En Allemagne, on salue la création du groupe Vermögende für eine Vermögensabgabe (les riches pour une taxe sur le capital). Leur ambition est sincère mais le périmètre modeste : ce groupe est constitué de médecins, chefs d’entreprise, enseignants dont les capitaux proviennent « essentiellement d'héritages » et qui estiment « avoir plus d'argent qu'il n’en faut. » Selon eux, l'Allemagne pourrait lever 100 milliards d'euros si les plus riches payaient pendant deux ans un impôt de 5% sur la fortune. Cela dit, comme en France, peu de riches ont levé le doigt pour se dévouer : début septembre, Die Zeit a sondé 100 millionnaires. Résultat : 4 d’entre eux seulement acceptaient volontiers le sacrifice.

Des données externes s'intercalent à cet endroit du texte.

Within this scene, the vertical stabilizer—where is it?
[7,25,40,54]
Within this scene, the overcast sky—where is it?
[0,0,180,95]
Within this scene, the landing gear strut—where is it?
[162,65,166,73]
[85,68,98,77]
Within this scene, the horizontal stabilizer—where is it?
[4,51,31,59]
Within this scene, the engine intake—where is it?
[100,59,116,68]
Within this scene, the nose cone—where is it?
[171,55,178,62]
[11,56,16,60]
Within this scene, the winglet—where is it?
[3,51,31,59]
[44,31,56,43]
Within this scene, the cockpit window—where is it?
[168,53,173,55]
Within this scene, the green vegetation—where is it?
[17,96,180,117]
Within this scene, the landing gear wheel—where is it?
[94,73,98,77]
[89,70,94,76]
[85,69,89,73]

Pour l’Italie c’est la taxe yoyo. D’abord prévue pour les revenus supérieurs à 90 000 euros, la taxe (fixée à 3%, comme en France) a été étouffée par Berlusconi mais remis à l’ordre du jour dans le nouveau plan de rigueur du 14 septembre dernier pour les revenus supérieurs à 300 000 (c’est plus raisonnable). Visiblement ça n’a pas rassuré les agences de notation. Cette taxe a elle aussi été portée cet été par le patron de Ferrari, plusieurs fois millionnaire, qui s’est ému d’avoir eu pour seule réponse « un silence assourdissant ». En même temps, il demandait en échange que son pays entame un vrai virage néolibéral (à bord d’une Ferrari, c’est toujours plus confortable).
Lisez le vite-dit bien-trouvé d'Alain sur cette photo
En Espagne, l’impôt sur la fortune, accusé de toucher les classes moyennes et donc supprimé en 2008, a été rétabli avec un barème contraignant uniquement pour les 10% les plus riches. Cet nouvel-ancien impôt a été affecté au financement des régions espagnoles qui, paraît-il, inquiètent les marchés.

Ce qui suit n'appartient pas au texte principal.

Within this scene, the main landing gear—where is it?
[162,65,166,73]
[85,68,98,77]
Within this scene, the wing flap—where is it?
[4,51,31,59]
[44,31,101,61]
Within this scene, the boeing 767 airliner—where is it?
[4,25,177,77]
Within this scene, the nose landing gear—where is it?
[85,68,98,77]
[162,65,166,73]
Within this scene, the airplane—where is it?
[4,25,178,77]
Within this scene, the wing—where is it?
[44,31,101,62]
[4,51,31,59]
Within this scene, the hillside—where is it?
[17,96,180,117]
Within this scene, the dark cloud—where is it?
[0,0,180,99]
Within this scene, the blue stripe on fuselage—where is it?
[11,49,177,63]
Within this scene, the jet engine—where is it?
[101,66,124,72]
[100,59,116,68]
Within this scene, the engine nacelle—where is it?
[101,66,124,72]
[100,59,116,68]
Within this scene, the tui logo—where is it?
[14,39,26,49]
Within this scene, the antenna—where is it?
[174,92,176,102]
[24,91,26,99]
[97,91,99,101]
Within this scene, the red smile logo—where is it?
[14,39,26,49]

Est-ce le signe d’un monde qui fonctionne à l’envers comme le disait ce matin Bernard Guetta dans sa chronique de France Inter ? Est-ce que, « revenus des mythes libéraux, les gouvernements cherchent à restaurer des puissances publiques capables de faire face à l’irrationalité des marchés qui eux même aspirent à des Etats plus forts » ? Plutôt qu’un fonctionnement à l’envers, on peut d’abord y voir une remise à l’endroit : ces taxes sur les riches ne sont rien d’autre qu’un retour à une fiscalité moins laxiste envers les riches. Obama souhaite seulement retrouver les taux d’imposition à leur niveau des années 1990 (ce n’est pas la préhistoire) ; la France essaie de renflouer une perte sèche de deux milliards d’euros suite à la réforme de l’ISF cet été ; l’Espagne ne fait que restaurer son ISF supprimé il y a trois ans. Finalement, les Etats et les gouvernements ne font pour l’instant que retricoter ce qu’ils ont eux-mêmes détricoté.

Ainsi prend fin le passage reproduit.